Die Städte erleben schon seit dem 14. Jahrhundert einen beispiellosen wirtschaftlichen Aufschwung und ziehen Menschen aus den umliegenden Dörfern an, die in der Stadt ihr Glück machen wollen. Damit entziehen sich diese Dörfler ihrem ehemaligen Leibherren, deren Macht und Einfluss somit schwindet. Auch ist der technische Fortschritt in den Städten zuhause, wo dank des Zunftwesens ganze Straßen zum Beispiel das Schmiedehandwerk ausüben – und so nicht nur eine Massenproduktion von Waffen ermöglichen, sondern auch gemeinsam neue Modelle entwickeln können. Die Herstellung von Schusswaffen ist außerhalb einer Stadt daher undenkbar. Um an Schusswaffen zu gelangen, muss der Adlige diese von der Stadt kaufen und begibt sich so in eine Abhängigkeit. Nicht umsonst findet man Gewehrschützen im 15. Jahrhundert vor allem in städtischen Aufgeboten.

Das Raubrittertum

Da der Adel auch in anderen Hinsichten gegenüber den Städten in eine unterlegene Position gerät – was den niederen Adel naturgemäß noch stärker trifft als Grafen und Herzöge –, kommt es auch zum Erstarken des Raubrittertums. Natürlich hat es das ganze Mittelalter hindurch Adlige gegeben, die durch Raubüberfälle auf Handelszüge ihre Kasse aufzubessern trachteten. Aber jetzt, im 15. Jahrhundert, sehen sich viele Ritter und kleine Fürsten auf Grund der vielfältigen Umwälzungen in ihrer ökonomischen Existenz bedroht.

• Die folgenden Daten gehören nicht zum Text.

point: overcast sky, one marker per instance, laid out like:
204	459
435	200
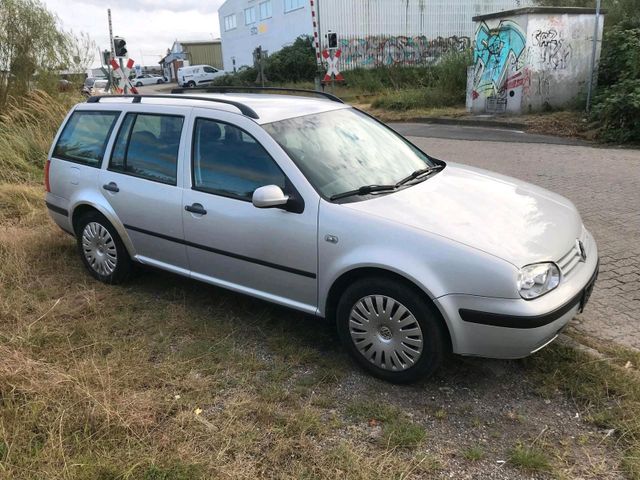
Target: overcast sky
149	26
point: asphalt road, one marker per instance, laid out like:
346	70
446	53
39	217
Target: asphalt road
604	184
485	134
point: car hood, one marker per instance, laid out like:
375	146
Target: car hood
505	217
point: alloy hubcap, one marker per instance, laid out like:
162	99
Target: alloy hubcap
99	249
385	332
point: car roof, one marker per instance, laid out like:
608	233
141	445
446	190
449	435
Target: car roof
268	107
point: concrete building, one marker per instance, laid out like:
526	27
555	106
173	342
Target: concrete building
184	53
532	59
370	33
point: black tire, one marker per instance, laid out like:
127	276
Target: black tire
435	344
123	262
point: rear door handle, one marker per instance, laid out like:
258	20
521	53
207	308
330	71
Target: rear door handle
196	208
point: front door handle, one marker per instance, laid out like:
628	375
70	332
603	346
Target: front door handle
196	208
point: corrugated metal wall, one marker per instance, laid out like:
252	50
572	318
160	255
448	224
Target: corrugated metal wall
204	53
402	32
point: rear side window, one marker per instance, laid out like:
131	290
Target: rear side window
85	137
147	147
228	161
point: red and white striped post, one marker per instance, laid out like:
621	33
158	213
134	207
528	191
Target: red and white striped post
316	32
124	76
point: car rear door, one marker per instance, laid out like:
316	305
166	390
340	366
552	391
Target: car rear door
270	253
143	184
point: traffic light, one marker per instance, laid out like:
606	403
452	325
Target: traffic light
332	39
120	46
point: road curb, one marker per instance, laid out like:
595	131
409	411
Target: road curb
466	122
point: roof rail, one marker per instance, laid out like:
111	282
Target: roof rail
244	109
256	89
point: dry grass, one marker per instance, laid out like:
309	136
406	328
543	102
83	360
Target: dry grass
27	126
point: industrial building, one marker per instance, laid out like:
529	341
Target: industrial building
370	33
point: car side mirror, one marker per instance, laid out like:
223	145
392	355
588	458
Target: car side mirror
269	196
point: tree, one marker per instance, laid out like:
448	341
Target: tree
31	42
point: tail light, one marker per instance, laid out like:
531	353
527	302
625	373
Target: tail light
47	186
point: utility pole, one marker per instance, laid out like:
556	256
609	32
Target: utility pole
593	55
111	49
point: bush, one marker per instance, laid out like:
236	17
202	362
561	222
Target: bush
617	103
293	63
618	109
27	128
442	84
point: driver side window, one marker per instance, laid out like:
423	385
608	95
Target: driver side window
228	161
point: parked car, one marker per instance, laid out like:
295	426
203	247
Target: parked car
314	205
64	85
100	87
147	79
95	86
196	75
87	85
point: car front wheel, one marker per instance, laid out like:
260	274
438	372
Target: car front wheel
102	250
391	330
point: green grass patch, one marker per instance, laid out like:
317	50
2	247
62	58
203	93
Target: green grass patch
473	453
530	459
608	392
402	433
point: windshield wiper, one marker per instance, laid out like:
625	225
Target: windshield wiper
364	190
367	189
419	173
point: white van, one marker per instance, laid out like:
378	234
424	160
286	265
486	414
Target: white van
197	75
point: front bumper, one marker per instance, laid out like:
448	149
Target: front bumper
515	328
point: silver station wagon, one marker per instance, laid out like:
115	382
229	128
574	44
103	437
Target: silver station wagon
306	202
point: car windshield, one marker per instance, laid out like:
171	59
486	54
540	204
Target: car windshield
345	149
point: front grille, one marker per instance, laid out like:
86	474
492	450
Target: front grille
569	261
572	258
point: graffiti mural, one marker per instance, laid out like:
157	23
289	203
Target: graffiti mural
376	51
555	53
499	60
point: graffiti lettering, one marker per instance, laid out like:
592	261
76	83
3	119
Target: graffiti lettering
555	53
376	51
497	53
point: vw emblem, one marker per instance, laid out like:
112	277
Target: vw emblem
581	250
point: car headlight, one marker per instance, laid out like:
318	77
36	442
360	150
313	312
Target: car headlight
538	279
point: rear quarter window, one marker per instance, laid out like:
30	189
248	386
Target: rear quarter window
85	137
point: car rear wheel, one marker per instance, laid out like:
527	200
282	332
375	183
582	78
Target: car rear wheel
102	250
391	330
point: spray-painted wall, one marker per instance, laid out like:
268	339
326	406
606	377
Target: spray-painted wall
373	33
370	32
531	59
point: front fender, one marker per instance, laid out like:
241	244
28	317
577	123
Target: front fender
437	265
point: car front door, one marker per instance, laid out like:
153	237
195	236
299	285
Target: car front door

Kurzum, es bleibt ihnen kaum etwas anderes übrig, als sich das, was sie nicht (mehr) erwirtschaften können, mit Gewalt zu nehmen.

Da man sich aber nicht als gemeiner Räuber hinstellen lassen möchte, verfällt man auf einen Kniff und bedient sich des Mittels der Fehde. Schon Nichtigkeiten reichen aus, sich in der Ehre beleidigt zu fühlen und Genugtuung zu verlangen, kurzum, dem Gegner die Fehde zu erklären. Dabei kommt es dann zu dem Phänomen, dass ein einzelner Ritter einer ganzen Stadt die Fehde erklärt. Natürlich ist jener sich durchaus des Umstandes bewusst, dass er mit seinem anderthalb Dutzend Getreuer niemals wagen kann, eine ganze Stadt zu belagern und anzugreifen. Aber die Städte hatten eben viel Geld, und so fand sich gewiss rasch ein Grund, mit ihnen in Fehde zu treten. Dann brauchte man nur noch Bürgern aus dieser Stadt aufzulauern, um sie gefangenzunehmen und für sie Lösegeld zu verlangen, oder Vieh zu stehlen oder Handelszüge, die unter dem Schutz der Stadt stehen, auszurauben. Das alles im Namen der wiedergutzumachenden Ehre natürlich. Der König und spätere Kaiser Friedrich III. (1448-1486) hat während seiner Regierung viel Zeit und Energie zur Bekämpfung des Fehdeunwesens aufwenden müssen.

Zustände im Reich

Überhaupt ist es im Heiligen Römischen Reich mit Frieden und Sicherheit nicht weit her. Spätestens seit dem Aussterben der Staufer Mitte des 13. Jahrhunderts und dem nachfolgenden Chaos des Interregnums kann man nicht mehr von einem einheitlichen politischen Gebilde sprechen. Die größten Herrscherfamilien – Habsburger, Bayern und Luxemburger – versuchen daher, ihr Territorium zu erweitern und die Königs- beziehungsweise Kaiserkrone zu erlangen. Daher verlagern sich die Schwerpunkte ihrer Macht, interessanterweise nach Osten.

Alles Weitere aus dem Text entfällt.